The study results indicated that both abrocitinib and upadacitinib led to significant improvements in patients' conditions, with notable reductions in disease severity and pruritus as early as Week 2, which were sustained through Week 24. The improvement was measured using various indices including Eczema Area and Severity Index (EASI), Investigator’s Global Assessment (IGA), Scoring Atopic Dermatitis (SCORAD), Dermatology Life Quality Index (DLQI), Children’s DLQI (CDLQI), Peak Pruritus Numerical Rating Scale (PP-NRS), and Patient-oriented Eczema Measure (POEM). Additionally, there was a considerable decrease in total serum immunoglobulin (Ig) E and total eosinophil count (TEC) from the baseline at Week 4 in both treatment groups.
In terms of safety, both treatments were well-tolerated, with the most common adverse event being acne, occurring in 11.76% of abrocitinib-treated patients and 15.38% of upadacitinib-treated patients. No serious adverse events were reported, and there were no discontinuations or deaths due to adverse events during the 24-week treatment period.

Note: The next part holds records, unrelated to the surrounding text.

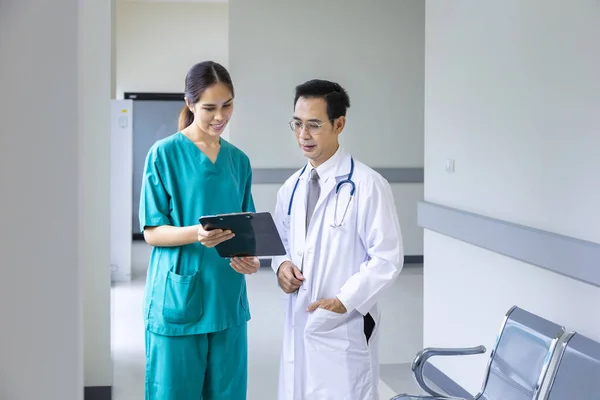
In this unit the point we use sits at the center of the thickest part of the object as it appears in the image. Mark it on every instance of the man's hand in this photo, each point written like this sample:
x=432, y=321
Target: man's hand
x=289, y=277
x=334, y=305
x=245, y=265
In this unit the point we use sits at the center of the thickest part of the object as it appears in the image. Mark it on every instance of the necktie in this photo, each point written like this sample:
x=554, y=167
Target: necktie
x=313, y=195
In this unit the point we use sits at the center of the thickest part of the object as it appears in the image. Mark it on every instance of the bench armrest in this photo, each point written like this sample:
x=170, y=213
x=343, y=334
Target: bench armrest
x=424, y=355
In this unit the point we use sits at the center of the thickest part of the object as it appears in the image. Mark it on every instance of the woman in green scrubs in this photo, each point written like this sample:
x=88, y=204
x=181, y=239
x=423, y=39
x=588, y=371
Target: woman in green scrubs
x=195, y=304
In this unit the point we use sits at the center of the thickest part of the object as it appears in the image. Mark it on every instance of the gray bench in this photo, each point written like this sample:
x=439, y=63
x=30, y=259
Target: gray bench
x=577, y=372
x=518, y=363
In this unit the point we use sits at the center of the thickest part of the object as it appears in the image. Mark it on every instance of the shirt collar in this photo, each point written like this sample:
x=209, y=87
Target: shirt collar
x=328, y=168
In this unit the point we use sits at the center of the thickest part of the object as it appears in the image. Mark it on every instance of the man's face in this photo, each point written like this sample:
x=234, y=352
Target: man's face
x=317, y=136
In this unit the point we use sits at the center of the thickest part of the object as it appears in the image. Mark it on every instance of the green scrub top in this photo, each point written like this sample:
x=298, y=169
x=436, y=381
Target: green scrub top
x=190, y=289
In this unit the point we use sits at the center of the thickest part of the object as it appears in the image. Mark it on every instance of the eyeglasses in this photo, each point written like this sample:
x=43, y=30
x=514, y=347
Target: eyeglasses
x=311, y=127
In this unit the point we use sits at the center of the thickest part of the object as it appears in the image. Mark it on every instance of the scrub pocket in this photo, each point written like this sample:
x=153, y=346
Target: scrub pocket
x=182, y=302
x=327, y=331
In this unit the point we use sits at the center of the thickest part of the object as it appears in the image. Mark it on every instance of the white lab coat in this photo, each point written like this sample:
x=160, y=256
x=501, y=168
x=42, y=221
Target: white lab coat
x=325, y=355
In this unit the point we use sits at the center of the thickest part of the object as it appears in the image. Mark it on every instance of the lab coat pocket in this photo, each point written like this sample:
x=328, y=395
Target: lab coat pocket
x=182, y=302
x=327, y=331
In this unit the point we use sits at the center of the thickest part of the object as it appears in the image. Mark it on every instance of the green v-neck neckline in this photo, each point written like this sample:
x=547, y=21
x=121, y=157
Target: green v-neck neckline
x=200, y=155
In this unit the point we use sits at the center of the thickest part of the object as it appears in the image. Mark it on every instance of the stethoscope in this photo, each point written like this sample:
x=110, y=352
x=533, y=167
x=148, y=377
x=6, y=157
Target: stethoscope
x=341, y=183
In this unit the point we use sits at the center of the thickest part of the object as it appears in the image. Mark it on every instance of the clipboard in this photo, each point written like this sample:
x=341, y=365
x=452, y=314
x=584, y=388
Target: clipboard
x=255, y=234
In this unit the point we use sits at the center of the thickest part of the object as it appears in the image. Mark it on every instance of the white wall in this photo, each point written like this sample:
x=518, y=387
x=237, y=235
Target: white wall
x=95, y=58
x=374, y=49
x=52, y=256
x=512, y=95
x=157, y=43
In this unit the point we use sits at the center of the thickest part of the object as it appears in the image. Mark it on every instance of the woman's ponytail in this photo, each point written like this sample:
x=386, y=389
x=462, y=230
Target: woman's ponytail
x=186, y=117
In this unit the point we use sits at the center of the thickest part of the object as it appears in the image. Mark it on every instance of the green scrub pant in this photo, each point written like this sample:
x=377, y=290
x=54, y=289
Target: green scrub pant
x=212, y=366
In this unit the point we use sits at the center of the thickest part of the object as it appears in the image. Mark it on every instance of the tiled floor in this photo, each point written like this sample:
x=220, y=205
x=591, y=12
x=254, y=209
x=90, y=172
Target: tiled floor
x=400, y=336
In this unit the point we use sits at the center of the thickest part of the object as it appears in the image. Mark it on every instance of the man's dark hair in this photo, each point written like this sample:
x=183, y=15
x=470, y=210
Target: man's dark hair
x=336, y=97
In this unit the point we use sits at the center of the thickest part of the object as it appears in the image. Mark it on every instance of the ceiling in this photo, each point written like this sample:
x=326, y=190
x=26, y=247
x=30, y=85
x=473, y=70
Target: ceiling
x=177, y=1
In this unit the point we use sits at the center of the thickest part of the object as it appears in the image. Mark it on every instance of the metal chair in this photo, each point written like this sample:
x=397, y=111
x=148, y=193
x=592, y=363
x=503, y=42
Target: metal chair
x=518, y=363
x=577, y=373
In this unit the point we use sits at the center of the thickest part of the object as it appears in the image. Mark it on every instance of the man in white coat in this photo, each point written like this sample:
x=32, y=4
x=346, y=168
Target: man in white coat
x=339, y=225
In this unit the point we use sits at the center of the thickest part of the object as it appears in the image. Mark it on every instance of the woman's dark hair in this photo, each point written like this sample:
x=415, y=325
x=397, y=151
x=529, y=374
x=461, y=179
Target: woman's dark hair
x=199, y=78
x=336, y=96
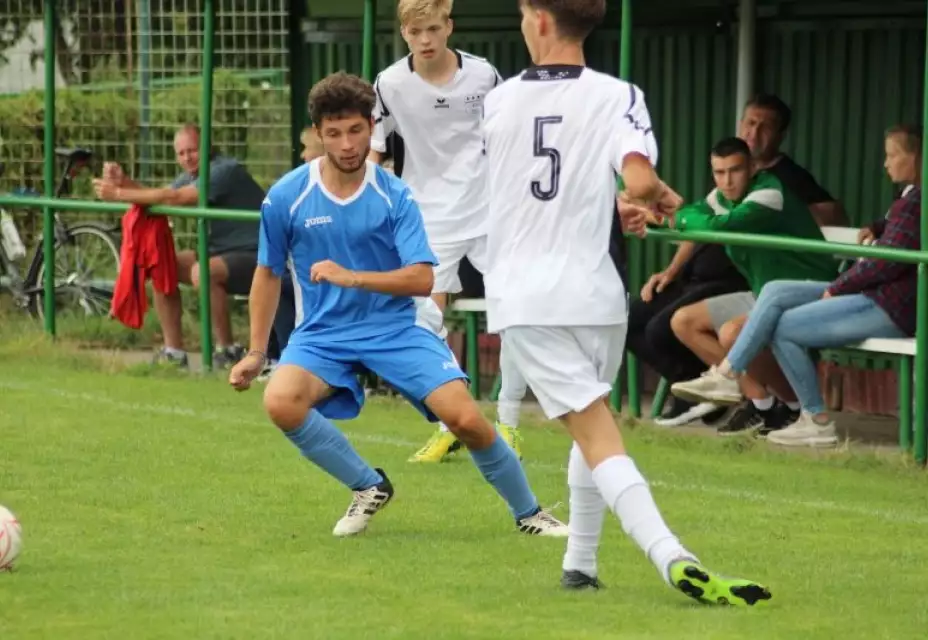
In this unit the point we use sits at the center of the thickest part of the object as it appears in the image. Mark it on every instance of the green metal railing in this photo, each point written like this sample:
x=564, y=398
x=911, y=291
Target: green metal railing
x=49, y=204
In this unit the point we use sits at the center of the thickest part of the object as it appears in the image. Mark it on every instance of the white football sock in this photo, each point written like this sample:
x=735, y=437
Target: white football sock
x=626, y=492
x=587, y=512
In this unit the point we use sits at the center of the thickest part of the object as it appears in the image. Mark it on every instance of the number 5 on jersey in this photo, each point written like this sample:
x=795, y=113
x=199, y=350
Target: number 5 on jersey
x=541, y=151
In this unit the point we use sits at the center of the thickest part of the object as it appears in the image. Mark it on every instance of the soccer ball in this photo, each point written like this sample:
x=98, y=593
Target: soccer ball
x=11, y=538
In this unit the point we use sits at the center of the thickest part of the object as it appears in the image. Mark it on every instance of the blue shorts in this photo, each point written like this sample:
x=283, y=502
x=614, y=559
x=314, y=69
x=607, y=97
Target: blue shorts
x=412, y=360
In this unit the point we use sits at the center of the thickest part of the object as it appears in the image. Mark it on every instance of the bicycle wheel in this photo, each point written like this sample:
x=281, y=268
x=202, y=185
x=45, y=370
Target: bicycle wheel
x=86, y=267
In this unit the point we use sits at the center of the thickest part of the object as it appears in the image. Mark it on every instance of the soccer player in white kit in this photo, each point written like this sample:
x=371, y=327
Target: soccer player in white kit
x=556, y=136
x=433, y=100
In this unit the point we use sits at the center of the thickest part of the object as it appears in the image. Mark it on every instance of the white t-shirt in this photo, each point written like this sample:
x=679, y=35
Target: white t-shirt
x=556, y=138
x=444, y=164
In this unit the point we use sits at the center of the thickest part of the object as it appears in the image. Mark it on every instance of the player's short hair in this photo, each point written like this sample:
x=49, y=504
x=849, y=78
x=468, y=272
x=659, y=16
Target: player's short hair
x=341, y=94
x=772, y=102
x=190, y=128
x=910, y=137
x=409, y=10
x=727, y=147
x=575, y=19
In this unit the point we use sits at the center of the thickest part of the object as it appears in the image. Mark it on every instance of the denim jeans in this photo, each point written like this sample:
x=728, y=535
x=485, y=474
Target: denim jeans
x=791, y=317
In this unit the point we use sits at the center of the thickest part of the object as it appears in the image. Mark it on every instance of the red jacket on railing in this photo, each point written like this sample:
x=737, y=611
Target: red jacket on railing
x=147, y=252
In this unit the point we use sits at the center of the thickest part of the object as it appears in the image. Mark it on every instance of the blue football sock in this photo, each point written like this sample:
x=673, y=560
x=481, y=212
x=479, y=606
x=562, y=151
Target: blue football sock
x=500, y=466
x=323, y=444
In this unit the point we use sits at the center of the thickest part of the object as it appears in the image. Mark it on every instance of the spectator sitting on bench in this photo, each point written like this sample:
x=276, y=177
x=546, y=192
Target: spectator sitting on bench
x=751, y=202
x=873, y=299
x=233, y=246
x=697, y=272
x=764, y=126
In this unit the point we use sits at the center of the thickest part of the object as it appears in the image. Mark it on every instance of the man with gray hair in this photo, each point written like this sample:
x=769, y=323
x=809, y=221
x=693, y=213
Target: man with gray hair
x=233, y=245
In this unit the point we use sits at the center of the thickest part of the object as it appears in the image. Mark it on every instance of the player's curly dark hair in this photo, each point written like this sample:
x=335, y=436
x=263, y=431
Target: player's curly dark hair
x=575, y=19
x=341, y=94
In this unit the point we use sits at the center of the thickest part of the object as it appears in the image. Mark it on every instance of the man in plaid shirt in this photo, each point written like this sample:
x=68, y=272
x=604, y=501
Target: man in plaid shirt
x=872, y=299
x=891, y=285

The findings from this study align with previous clinical trials, reinforcing the favorable efficacy and safety profiles of abrocitinib and upadacitinib. However, the study acknowledges several limitations, including its single-center nature, limited sample size, and the short 24-week follow-up period. Additionally, the study only utilized low doses of the JAK1 inhibitors, and there was a significant age distribution difference between the two treatment groups, which may affect the comparability of the results. Despite these limitations, the study provides valuable real-world insights into the use of JAK1 inhibitors for AD in a Chinese population and suggests that the sustained efficacy and safety of these treatments warrant further investigation in larger, multi-center studies with longer follow-up periods and diverse patient demographics.
The study's results contribute to the clinical guidance on the use of JAK1 inhibitors for AD, offering reassurance about their real-world effectiveness and safety in a Chinese patient cohort. This information is crucial for clinicians considering these treatments and for patients seeking effective management of moderate-to-severe AD. Moving forward, the call for long-term, large-scale studies with diverse patient populations will help to further elucidate the broader implications and potential of JAK1 inhibitors in AD treatment.